Corresponding PyPI release: https://pypi.org/project/pycantonese/3.1.0.dev3/

v3.1.0.dev2

3 years ago

This is a development release to tag some unreleased features, particularly a part-of-speech tagger under development. (Installing this version from the GitHub source likely requires Git LFS on your system.)
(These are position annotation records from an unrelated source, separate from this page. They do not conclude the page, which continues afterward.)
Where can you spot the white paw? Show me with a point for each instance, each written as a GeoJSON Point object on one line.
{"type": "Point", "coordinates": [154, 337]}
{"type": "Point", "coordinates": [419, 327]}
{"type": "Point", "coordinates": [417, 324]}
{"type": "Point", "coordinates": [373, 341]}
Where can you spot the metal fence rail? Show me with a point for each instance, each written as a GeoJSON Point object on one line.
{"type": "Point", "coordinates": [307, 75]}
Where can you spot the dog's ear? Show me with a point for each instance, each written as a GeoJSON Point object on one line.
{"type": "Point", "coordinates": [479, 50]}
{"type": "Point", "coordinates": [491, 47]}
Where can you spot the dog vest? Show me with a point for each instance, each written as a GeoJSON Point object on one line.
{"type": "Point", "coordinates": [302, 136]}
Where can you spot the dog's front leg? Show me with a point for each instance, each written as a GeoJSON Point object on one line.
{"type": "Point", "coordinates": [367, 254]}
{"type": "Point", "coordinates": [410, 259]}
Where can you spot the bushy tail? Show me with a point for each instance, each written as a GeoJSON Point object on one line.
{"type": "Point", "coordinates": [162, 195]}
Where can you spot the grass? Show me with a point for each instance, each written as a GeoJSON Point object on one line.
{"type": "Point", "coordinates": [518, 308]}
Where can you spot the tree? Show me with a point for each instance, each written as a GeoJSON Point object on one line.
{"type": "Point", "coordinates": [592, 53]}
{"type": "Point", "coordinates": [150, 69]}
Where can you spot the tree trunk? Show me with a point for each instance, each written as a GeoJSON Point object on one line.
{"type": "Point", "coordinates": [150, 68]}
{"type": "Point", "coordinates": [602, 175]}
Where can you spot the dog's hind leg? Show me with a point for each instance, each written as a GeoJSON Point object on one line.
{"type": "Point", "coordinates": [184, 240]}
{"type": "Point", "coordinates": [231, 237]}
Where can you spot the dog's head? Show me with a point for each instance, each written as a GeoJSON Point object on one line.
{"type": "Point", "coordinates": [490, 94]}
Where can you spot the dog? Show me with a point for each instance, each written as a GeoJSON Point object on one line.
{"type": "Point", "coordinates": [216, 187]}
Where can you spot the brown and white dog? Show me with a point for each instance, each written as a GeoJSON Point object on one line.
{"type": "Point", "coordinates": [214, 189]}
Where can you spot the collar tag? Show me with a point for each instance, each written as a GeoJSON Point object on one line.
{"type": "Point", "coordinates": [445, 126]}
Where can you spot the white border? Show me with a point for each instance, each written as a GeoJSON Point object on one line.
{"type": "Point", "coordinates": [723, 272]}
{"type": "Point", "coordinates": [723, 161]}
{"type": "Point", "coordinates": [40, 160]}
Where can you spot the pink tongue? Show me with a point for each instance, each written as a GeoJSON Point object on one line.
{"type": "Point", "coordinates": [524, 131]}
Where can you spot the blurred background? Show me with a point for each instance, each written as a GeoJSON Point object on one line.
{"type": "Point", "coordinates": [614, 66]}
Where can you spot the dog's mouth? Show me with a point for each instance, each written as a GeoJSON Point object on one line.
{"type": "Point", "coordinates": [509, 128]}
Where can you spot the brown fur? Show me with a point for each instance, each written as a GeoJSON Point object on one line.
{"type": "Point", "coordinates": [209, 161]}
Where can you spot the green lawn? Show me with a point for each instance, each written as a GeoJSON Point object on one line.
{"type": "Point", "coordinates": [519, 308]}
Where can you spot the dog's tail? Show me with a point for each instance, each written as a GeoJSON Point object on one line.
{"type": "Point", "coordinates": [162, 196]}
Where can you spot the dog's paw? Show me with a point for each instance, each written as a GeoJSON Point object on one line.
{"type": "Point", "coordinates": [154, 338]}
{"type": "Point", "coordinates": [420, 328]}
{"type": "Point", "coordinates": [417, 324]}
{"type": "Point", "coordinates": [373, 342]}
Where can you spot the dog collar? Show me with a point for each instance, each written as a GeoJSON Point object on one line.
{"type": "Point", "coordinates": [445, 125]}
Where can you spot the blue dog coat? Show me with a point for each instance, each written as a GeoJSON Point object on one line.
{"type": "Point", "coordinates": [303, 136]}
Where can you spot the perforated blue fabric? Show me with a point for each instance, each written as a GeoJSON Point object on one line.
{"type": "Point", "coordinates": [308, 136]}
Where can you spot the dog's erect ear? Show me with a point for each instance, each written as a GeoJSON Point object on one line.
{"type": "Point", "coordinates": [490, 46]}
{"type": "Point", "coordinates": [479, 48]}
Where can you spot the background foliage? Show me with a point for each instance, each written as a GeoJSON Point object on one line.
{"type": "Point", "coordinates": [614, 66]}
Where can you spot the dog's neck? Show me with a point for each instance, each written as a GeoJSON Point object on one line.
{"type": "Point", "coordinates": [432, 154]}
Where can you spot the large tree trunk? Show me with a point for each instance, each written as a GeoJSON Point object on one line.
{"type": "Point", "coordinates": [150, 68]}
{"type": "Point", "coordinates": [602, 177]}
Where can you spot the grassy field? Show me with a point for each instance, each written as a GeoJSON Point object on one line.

Corresponding PyPI release: https://pypi.org/project/pycantonese/3.1.0.dev2/

v3.0.0

3 years ago

[3.0.0] - 2020-10-25

Added

Word segmentation:
- Segmentation is now customizable for the following:
  - Maximum word length
  - A user-supplied list of words to allow as words
  - A user-supplied list of words to disallow as words
- The default segmentation model has been improved with the rime-cantonese data (CC BY 4.0 license).
Characters-to-Jyutping conversion:
- The conversion returns results in a word-segmented form.
- The conversion model has been improved with the rime-cantonese data (CC BY 4.0 license).
Added the following functions; they are equivalent to their (now deprecated) x2y counterparts:
- characters_to_jyutping
- jyutping_to_tipa
- jyutping_to_yale
Added support for Python 3.9.

Changed

API-breaking Changes

jyutping_to_yale: The default value of the keyword argument as_list has been changed from False to True, so that this function is now more in line with the other "jyutping_to_X" functions for returning a list.
characters_to_jyutping: The returned value is now a list of segmented words, where each is a 2-tuple of (Cantonese characters, Jyutping). Previously, it was a list of Jyutping strings for the individual Cantonese characters.

Non-API-breaking Changes

Switched documentation to the readthedocs theme and numpydoc docstring style.
Improved CircleCI builds with orbs.

Deprecated

The following x2y functions have been deprecated in favor of their counterparts named as x_to_y.
- characters2jyutping
- jyutping2tipa
- jyutping2yale

Security

Turned on HTTPS for the pycantonese.org domain.

v2.4.1

3 years ago

[2.4.1] - 2020-10-10

Fixed

Switched the wordseg dependency to the PyPI source instead of a GitHub direct link.

v2.4.0

3 years ago

[2.4.0] - 2020-10-10

Added

Added the characters2jyutping() function for converting Cantonese characters to Jyutping romanization.
Added the segment() function for word segmentation.

v2.3.0

3 years ago

[2.3.0] - 2020-07-24

Added

Added support for Python 3.7 and 3.8.

Removed

Dropped support for Python 3.4 and 3.5 (supporting 3.6, 3.7, and 3.8 now).

v2.2.0

5 years ago

[2.2.0] - 2018-06-30

Added

104 stop words.

v2.1.0

6 years ago

[2.1.0] - 2018-06-11

Added

Exposed the exclude parameter in various reader methods for excluding specific participants. This parameter was implemented at pylangacq v0.10.0.

Fixed

Allowed "n" to be a syllabic nasal.
Fixed corpus reader not picking up the characters.

v2.0.0

8 years ago

Major update: Shift to the CHAT transcription format for HKCanCor and custom corpus datasets.

v1.0

8 years ago

Overall code restructuring
Only Python 3.x is supported from this point onwards
Used generators instead of lists for corpus access methods
Added the part-of-speech search criterion
Added Jyutping-to-Yale conversion
Added Jyutping-to-TIPA conversion
Disabled the function for reading a custom corpus dataset (it will come back)